Meyer is so adamant about increasing participation that he and other volunteers host an open track on the first Saturday of every month. The next open track will take place on July 3 and offers opportunities for kids and families who are new to the sport to experience the thrill of soapbox racing.
“A lot of people still don’t know that the track is out there,” he said. “We have between 20 and 30 cars in storage that we want people to use. We would be more than happy to help families get started and they can decide if they want to build their own or continue to use ours. We need to get kids out here. Once they’re here, I’m convinced they’ll want to get involved.”

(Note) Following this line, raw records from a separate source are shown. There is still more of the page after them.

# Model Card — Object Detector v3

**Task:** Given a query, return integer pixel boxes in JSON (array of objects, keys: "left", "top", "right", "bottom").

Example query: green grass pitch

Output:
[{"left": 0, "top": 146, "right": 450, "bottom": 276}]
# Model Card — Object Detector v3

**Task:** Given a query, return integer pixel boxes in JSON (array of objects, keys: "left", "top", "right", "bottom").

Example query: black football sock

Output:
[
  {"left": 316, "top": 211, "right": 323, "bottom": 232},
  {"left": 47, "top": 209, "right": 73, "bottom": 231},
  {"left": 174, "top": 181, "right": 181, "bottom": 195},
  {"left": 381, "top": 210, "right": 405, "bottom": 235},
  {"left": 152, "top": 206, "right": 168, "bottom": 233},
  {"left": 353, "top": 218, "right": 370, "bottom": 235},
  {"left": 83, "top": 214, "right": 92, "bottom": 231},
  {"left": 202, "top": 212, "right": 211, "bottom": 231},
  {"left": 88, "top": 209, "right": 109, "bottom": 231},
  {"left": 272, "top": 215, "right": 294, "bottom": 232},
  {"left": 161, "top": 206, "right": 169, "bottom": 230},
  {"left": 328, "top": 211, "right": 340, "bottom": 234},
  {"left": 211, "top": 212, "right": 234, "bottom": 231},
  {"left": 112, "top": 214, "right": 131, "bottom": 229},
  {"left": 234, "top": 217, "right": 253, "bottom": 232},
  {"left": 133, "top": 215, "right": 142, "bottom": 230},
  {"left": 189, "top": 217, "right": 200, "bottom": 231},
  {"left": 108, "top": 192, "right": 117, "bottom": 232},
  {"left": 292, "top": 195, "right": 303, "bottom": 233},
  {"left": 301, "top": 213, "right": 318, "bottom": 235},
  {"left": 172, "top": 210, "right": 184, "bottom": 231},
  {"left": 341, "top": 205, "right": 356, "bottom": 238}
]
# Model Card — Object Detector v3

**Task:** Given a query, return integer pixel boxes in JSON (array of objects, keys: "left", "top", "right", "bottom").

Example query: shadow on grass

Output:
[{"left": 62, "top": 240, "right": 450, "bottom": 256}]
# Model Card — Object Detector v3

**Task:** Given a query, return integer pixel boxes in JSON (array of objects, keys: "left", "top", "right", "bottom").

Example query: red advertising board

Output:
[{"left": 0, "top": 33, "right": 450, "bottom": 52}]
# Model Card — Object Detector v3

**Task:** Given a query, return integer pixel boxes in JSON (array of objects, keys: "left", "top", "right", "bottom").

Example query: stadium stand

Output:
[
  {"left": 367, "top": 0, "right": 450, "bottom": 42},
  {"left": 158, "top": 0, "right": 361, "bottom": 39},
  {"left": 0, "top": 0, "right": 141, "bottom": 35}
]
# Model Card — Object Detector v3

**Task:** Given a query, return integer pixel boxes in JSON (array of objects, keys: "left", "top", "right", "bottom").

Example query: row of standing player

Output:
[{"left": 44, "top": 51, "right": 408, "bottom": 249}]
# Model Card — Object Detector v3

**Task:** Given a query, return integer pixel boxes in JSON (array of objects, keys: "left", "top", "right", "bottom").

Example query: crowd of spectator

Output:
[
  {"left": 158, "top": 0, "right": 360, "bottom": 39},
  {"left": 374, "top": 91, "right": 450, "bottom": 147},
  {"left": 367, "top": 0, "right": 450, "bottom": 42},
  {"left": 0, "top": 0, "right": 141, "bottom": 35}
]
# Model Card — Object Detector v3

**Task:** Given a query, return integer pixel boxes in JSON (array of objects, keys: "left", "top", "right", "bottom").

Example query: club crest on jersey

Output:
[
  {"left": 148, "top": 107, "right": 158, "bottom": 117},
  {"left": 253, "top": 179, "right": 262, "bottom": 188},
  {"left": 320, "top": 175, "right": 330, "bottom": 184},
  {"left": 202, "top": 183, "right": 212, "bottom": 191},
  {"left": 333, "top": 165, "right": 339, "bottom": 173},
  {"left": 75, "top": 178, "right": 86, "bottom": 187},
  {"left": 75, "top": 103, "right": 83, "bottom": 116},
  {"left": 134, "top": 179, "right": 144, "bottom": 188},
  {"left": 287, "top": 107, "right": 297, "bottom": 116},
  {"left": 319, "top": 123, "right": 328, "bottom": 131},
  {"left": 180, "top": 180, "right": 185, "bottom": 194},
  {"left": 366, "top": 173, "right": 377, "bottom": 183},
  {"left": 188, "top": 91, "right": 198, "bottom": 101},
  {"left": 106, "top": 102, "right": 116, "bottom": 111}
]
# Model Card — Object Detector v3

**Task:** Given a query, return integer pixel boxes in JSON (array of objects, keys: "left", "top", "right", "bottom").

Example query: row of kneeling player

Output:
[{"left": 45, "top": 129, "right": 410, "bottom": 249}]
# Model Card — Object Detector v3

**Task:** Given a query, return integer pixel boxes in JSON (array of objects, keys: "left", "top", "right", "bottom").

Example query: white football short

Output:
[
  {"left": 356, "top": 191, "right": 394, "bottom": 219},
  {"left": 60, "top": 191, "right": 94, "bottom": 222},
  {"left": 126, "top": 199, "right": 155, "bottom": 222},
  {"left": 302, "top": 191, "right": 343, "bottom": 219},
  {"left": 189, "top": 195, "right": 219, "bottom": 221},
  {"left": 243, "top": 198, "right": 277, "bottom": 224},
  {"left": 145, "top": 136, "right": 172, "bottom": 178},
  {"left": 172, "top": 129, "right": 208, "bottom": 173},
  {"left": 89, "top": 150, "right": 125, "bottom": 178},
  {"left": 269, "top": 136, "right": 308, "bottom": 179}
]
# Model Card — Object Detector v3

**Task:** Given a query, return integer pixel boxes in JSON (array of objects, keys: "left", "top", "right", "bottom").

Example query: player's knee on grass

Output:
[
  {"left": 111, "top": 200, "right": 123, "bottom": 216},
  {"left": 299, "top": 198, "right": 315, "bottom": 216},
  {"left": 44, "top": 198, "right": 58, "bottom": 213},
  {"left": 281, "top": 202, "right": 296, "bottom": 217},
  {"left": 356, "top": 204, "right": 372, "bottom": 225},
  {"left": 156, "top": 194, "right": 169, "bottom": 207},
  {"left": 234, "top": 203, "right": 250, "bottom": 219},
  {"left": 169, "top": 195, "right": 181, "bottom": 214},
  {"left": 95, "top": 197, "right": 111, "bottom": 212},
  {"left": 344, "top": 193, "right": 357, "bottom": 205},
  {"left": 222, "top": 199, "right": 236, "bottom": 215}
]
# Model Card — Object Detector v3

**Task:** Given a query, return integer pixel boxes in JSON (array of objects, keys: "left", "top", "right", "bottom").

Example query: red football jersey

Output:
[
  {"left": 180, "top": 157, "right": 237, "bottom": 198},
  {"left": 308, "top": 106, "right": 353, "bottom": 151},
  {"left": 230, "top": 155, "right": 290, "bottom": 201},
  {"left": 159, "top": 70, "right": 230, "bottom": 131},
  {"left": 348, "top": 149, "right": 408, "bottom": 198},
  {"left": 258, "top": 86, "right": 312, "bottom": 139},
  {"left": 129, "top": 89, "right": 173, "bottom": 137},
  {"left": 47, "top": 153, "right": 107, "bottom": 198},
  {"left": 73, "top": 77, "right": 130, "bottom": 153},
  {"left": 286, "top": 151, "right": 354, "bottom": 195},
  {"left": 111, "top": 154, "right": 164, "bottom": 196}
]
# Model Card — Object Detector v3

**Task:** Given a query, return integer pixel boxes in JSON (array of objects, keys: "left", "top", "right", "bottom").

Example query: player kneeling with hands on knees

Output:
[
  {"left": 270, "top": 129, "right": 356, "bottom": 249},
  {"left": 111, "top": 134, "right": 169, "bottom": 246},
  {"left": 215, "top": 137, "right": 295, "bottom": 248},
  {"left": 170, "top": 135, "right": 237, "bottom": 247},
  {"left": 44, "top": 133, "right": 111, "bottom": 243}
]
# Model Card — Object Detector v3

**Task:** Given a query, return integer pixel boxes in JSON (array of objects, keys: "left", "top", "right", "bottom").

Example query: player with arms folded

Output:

The Lions Club and Ben Hawes Park also play host to three rally races throughout the year. Unlike the local race, rally races are not limited to participants from a geographical area and can feature young racers from all over the county.
“Our rally races are open to anyone — they operate on a point system that also allows participants an opportunity to qualify for the national race,” Meyer said. “We had participants attend our spring event from New York, Illinois, Tennessee, and Georgia.”
The next rally race is slated for Aug. 21 and 22 with a single and double-elimination tournament scheduled for each day.